On the subgroup analysis by treatment regimen:

• In the group treated with hyperCVAD ± rituximab, patients who expressed EZH2 had inferior OS compared to patients who did not express EZH2 (median OS, 5 years and 11.7 years, respectively; p = 0.0008).
• A similar trend was observed in the group of patients treated with CHOP ± rituximab (p = 0.0721)
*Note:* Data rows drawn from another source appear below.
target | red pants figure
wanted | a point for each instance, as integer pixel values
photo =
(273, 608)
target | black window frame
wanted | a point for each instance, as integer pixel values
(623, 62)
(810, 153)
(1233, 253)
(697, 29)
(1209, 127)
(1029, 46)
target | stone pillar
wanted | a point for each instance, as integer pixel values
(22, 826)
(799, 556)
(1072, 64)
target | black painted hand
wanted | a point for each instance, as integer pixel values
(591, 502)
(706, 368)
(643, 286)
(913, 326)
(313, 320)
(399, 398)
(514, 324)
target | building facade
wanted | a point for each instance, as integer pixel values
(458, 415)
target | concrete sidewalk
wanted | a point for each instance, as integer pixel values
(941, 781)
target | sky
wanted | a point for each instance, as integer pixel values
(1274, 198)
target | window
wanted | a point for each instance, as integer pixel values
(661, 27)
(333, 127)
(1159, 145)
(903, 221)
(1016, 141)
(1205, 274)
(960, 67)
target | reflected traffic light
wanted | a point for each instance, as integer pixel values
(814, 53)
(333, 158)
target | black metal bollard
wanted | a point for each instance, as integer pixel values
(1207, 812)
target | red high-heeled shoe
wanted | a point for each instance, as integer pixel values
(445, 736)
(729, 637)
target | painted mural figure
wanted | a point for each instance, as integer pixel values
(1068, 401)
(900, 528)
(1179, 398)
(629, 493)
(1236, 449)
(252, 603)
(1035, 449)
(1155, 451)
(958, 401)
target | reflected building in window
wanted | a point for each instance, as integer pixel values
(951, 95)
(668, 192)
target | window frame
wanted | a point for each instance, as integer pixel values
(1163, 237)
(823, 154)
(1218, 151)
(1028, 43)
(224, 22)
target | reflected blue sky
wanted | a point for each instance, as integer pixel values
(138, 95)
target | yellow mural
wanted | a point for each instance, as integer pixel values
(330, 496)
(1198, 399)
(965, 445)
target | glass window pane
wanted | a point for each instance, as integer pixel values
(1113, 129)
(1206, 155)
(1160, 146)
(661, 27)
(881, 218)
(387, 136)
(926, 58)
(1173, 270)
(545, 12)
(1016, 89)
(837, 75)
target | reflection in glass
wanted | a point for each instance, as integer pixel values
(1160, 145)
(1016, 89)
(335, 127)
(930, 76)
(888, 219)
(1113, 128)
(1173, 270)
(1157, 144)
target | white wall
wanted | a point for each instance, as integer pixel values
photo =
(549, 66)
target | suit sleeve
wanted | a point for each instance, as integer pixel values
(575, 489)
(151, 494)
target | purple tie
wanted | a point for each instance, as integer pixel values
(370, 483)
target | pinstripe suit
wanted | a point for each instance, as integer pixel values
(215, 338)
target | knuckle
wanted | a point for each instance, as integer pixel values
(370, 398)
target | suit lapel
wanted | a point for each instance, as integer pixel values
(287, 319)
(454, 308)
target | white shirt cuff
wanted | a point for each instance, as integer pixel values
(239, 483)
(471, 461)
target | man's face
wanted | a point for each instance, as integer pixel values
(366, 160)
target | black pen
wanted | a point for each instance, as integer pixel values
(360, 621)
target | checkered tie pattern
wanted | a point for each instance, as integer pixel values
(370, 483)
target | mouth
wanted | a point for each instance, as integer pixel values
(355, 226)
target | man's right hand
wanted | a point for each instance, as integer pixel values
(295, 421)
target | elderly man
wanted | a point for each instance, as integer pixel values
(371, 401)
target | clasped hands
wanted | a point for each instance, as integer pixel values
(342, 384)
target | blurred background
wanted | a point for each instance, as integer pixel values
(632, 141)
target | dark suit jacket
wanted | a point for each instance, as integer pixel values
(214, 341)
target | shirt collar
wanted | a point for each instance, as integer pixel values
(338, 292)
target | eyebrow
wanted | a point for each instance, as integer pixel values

On the subgroup analysis by histology:

• In patients with MCL with classic histology, EZH2 expression was associated with a poorer outcome compared with non-expression of EZH2 (median OS, 4.6 years and 9.6 years, respectively; p <0.001).
• In patients with MCL with aggressive histology, EZH2 expression was also associated with a poorer outcome compared with non-expression of EZH2 (median OS, 3.7 years and 7.9 years, respectively; p = 0.0458).
• There was a trend toward poorer prognosis in patients with low Ki-67 MCL and EZH2 expression, and no correlation between high Ki-67 and EZH2 expression.

Multivariate analysis

EZH2 expression, high (≥30%) Ki-67 proliferation rate, p53 overexpression (≥50%), and aggressive histologic variants showed increased hazard ratios for OS in univariate analysis. However, in multivariate analysis, only Ki-67 proliferation rate demonstrated a marginal p value (p = 0.063); EZH2 expression, p53 expression, and aggressive histology failed to remain as independent predictors of OS.

Conclusion

In this analysis, EZH2 expression in MCL was associated with a high Ki-67 proliferation rate, more aggressive histology, p52 overexpression, and poorer OS; in the case of aggressive MCL variants, this association was significant. However, EZH2 expression was not an independent risk factor of poorer OS in multivariate analysis. Despite this, the authors note that EZH2 may be useful for the identification of patients with high-risk MCL, especially in the setting of high proliferation rate, and this can identify patients who may benefit from treatment with EZH2 inhibitors.